BISMARCK, N.D. – North Dakota ended the decade with more than 430,000 workers, up more than 61,000 since 2000 and an increase equal to the population of Bismarck, the state’s second biggest city, a Job Service analysis showed.
Thousands of jobs remain unfilled in a state that’s enjoying a robust economy thanks to its booming oil patch and healthy agriculture markets, the agency said.
While North Dakota lost residents for decades, it has gained population and jobs as oil production has increased in the past few years.
“Oil is not the only game in town, but they are important to us,” said Michael Ziesch, a Job Service North Dakota research analyst.
The state added 17,755 jobs from 2008 to 2010, more than two-thirds of which were filled by workers from elsewhere. They came from every state in the nation, led by neighboring Minnesota, Montana and South Dakota, Job Service records showed.
Large influxes of workers also have come from states with similar climates and geographies as North Dakota, such as Wisconsin, Idaho and Michigan, Ziesch said. Residents from states with strong energy sectors such as Texas, Wyoming and Colorado also have flocked to North Dakota to fill jobs, he said.
In May, the state had the lowest unemployment rate in the nation at 3 percent and tallied 15,205 unfilled jobs, Ziesch said. About a third of the job openings were in the state’s 17 oil-producing counties, he said.
North Dakota’s overall population increased 4.7 percent from 2000 to 2010 to nearly 672,600 residents, according to the U.S. Census Bureau said. The number of workers on employers’ payrolls rose 16.6 percent during the same time.
Some state officials have disputed the census estimate as too conservative. Ziesch and Richard Rathge, the state Data Center director and North Dakota demographer, said the census did not count all people working in North Dakota as residents.

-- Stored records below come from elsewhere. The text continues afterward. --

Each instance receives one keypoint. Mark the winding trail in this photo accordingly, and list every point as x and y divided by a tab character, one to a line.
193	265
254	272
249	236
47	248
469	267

Many new workers, especially those in the oil patch, don’t have a permanent residence and still claim their home state, Rathge said.
“They may be living in a truck, trailer or man camp,” he said.
Rathge said while North Dakota is enjoying job growth, the average salary of just more than $45,200 was 20.6 percent below the national average of about $57,000 in 2009, the latest figures available.
Only Idaho, Mississippi, Montana and South Dakota had lower average salaries than North Dakota, he said.
But with its booming economy and job growth, North Dakota is on pace to soon match the national average for the first time in more than two decades, Rathge said.
“While the national economy is struggling, North Dakota’s is robust and closing the gap,” he said. “North Dakota is just going gangbusters.”